11/10/2019



REVISITANDO UM MITO

Valério Mesquita*
Mesquita.valerio@gmail.com

A simplicidade de Oscar Niemeyer era contagiante. Fez-me pegar a caneta como eu gosto e me habituei e passar a escrever ao sabor da emoção. Ateu, mas tão socialista na oferta como Francisco de Assis. Agnóstico, mas tão sábio quanto Agostinho. Reconhecido mundialmente no traço e no poder do concreto quanto Paulo nas planetárias epistolas: lógico e conciso. Tão comunista quanto cristão na concepção arquitetônica de igrejas e capelas pelo Brasil afora. Humilde, acessível e carismático tanto quanto João Paulo II na arte de conquistar o povo de Deus pelo olhar de plenitude e fragilidade. Niemeyer foi maior que qualquer rei do rock, do rap, dos ricaços de qualquer conglomerado empresarial neste país. Isso tudo porque foi um simples, que viveu, amou, se divertiu e se deu a respeito. Nunca ninguém leu o seu nome envolvido em falcatruas em meio a tantas criações e obras em governos mil.
Limpo e feliz, criativo e dedicado, suavizou o concreto e até a morte, nunca dela falando, mesmo a vida se esvaindo. Inspirou-se no mestre Le Corbusier. Brasília, de parceria com Lúcio Costa, ele foi o cara e o coroa quando expirou aos 104 anos.

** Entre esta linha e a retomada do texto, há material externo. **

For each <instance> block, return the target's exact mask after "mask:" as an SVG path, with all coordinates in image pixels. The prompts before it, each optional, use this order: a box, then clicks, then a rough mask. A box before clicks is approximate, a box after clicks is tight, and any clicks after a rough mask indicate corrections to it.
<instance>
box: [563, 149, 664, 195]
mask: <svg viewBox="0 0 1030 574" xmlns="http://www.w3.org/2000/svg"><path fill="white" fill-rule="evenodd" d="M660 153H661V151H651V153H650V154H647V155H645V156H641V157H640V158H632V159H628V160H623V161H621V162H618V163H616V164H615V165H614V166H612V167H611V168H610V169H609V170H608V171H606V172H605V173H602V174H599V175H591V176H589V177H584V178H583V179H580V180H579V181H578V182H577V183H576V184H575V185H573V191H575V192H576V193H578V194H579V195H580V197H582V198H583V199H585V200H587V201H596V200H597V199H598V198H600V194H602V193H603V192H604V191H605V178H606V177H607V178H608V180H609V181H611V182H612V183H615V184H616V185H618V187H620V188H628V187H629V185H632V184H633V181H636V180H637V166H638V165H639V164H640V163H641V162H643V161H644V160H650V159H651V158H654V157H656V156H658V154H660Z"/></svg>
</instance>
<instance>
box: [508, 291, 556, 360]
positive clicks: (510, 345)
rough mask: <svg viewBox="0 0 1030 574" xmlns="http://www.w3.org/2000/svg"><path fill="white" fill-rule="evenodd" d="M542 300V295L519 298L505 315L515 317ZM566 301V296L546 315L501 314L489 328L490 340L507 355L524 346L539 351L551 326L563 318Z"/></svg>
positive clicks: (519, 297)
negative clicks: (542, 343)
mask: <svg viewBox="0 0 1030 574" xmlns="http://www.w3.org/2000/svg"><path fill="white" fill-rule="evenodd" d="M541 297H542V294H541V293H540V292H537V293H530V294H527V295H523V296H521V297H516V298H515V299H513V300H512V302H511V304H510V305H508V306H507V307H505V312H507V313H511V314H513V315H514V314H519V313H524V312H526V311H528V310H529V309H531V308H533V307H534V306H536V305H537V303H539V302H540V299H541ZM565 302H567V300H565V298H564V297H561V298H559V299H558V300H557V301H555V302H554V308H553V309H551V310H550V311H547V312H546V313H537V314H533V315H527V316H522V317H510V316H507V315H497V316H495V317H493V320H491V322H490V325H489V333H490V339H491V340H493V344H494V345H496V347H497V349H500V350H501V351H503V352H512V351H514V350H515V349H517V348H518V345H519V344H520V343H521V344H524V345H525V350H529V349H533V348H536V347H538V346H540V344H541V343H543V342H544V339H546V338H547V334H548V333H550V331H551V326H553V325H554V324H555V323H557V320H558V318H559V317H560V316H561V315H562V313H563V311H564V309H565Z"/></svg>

Postava- se tímido, fumante (vejam só), gostava do romance, mas na arquitetura era instintivo. Falava em Deus, mas não acreditava em religião. Já li esse fato em entrevista que concedeu. Claro que foi maior que sua arte. Falava em céu, firmamento, estrelas, tudo criado pelo Supremo Arquiteto do Universo, enquanto ele era “o maior arquiteto do Brasil e um dos melhores do mundo”. Neste último conceito o seu estilo foi inimitável, único e incomparável.
Oscar Niemeyer possuía o dom de viver, daí a longevidade: sem ostensividade, vaidade ou vã glória. Laureado em todo o mundo, mas avesso às homenagens. Quando se sentiu ameaçado no regime militar autoexilou-se em Paris. Não conspirou, não ameaçou nem foi terrorista. Apenas, confiava no comunismo como na sua arquitetura. Ficará conhecido e perenizado pela arte e não pela crença política. Mesmo assim, dava-se a respeito, mais do que muitos que a professaram. Sua morte foi lamentada em todo mundo. Nos Estados Unidos, Inglaterra, França, Israel, Espanha entre outros países, ele deixou um legado de obras cativantes, admiradas pela tipicidade e a “curva livre e sensual das suas linhas”.
Mas, a chama inapagável de Niemeyer não se notabilizou tão somente no milagre que esculpiu com a linha reta embelezando as curvas de tantas edificações. Embora centenas, todavia, dezenas de suas criações ao vivo ou a cores pela TV e fotos eu já admirava. Fui, exatamente, me emocionar com a simplicidade cósmica desse personagem. Famoso, rico honestamente – frise-se – no entanto, pacífico, modesto, recatado, ciente de sua transitoriedade. Enfim, um cristão sem reza, oração, igreja ou templo. Um pintor de arcos voltaicos, de auroras boreais, de crepúsculos planaltinos, de galáxias estelares, com um pincel singelo, a pobreza de um proletário, revolucionário, vidente, vermelho mas suave no canto e na voz. Uma personalidade marcante para não ser esquecida que tinha no crayon o sentimento do mundo, apesar da “vida ser um sopro”, como dizia.